Why I’m becoming a guide

Well, it’s one of many reasons, but it’s the most compelling reason for me tonight.

~~ deep and heavy stuff coming; if you’re not in a good place you may want to skip this one ~~

There’s something that’s been bothering me for the past week or so … well, more than that, ever since my silence.

You see, I feel like someone who has the cure for everything. Because this stuff here, the MKMMA, this IS the cure for everything. But it’s just like someone running around saying “I have the cure for everything”, especially when their own life isn’t perfect. No one believes it.

A friend of mine died today. I didn’t get the chance to tell my friend about how we manifest our lives, our illnesses, our troubles, and how we can heal ourselves. I don’t know what was going on in her life, why she became so ill, why she died so young from a disease that took her way too fast, abnormally fast, but today, she is dead.

And I can’t help but feel like what if I had shared this blog with her? What if I had told her about the MKMMA when I was considering it and she would have done this course? Would any of this have helped?

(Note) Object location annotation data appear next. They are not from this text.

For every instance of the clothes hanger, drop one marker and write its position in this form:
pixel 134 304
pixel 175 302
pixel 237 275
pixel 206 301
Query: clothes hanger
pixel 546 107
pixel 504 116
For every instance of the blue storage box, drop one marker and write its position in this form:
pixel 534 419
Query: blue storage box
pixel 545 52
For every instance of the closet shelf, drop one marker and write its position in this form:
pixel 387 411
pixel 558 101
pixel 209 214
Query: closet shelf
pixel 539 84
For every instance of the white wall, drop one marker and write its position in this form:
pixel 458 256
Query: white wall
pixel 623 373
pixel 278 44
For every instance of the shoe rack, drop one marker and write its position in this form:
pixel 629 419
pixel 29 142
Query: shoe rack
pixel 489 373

But I didn’t think to tell her and of course we’re on Facebook together and she probably saw my blog posts and didn’t read them. Or maybe with the way Facebook is she never saw them. And who knows? Maybe it really just was her time. But tonight I’m having a problem with that.

I am trying to accept this moment as it is, because the universe is as it should be. I can’t blame myself, and I surely can’t blame her. What good would it do? She has moved on, and maybe that’s all she really wanted, deep down. How could I blame someone for that? I never got to know her well enough to really know one way or the other what she really wanted, and that is another thing I regret, not being in her life enough to know she was dying until she was dying.

I feel sort of hesitant to share these things, because I don’t want to cause anyone pain, and I sort of wish I knew how to turn comments off, because I can just see the comments coming. I really am not blaming anyone, even a little bit — not her, not me, not anyone. But the law of attraction is a law just like the law of gravity. We attract what we intently focus on, and bring it into manifestation. She didn’t seem like someone who worried about her health, but I don’t know. If the law of attraction happened instantly like falling out of a ten story window I think people would believe it more. You wouldn’t blame someone for falling out of a window. But if you knew they might fall and didn’t do anything to warn them …?

If I can help someone, anyone, even just one person, it will be worth spending the time on this and putting my energy into guiding others through this course. Because honestly I don’t want to see any of my friends (or anyone else) manifest their own untimely deaths, whether consciously or unconsciously.

So I feel compelled to support this program in any way I can; it would be like having water in the desert, seeing people dying, and not telling them where it was. I am truly grateful that Mark and Davene trust me enough to allow me to help in this way.

 

 

Open to life

I’ve been working my way along, getting all the zillions of things done I need to do before I leave on the 26th … well, it’s not really zillions, but sometimes it feels that way. It’s a whole sheet of paper and I have just three or four things to go (although some are multi-day projects). I’m really astonished at how much I’m able to get done without feeling stressed about it.

The other great thing that’s been happening now is that I’m much better with trying new things. I used to be so afraid to try new things, or I would try (ie. buy) new things which had nothing to do with what I really wanted to do and so were going to cost me money that would end up being wasted.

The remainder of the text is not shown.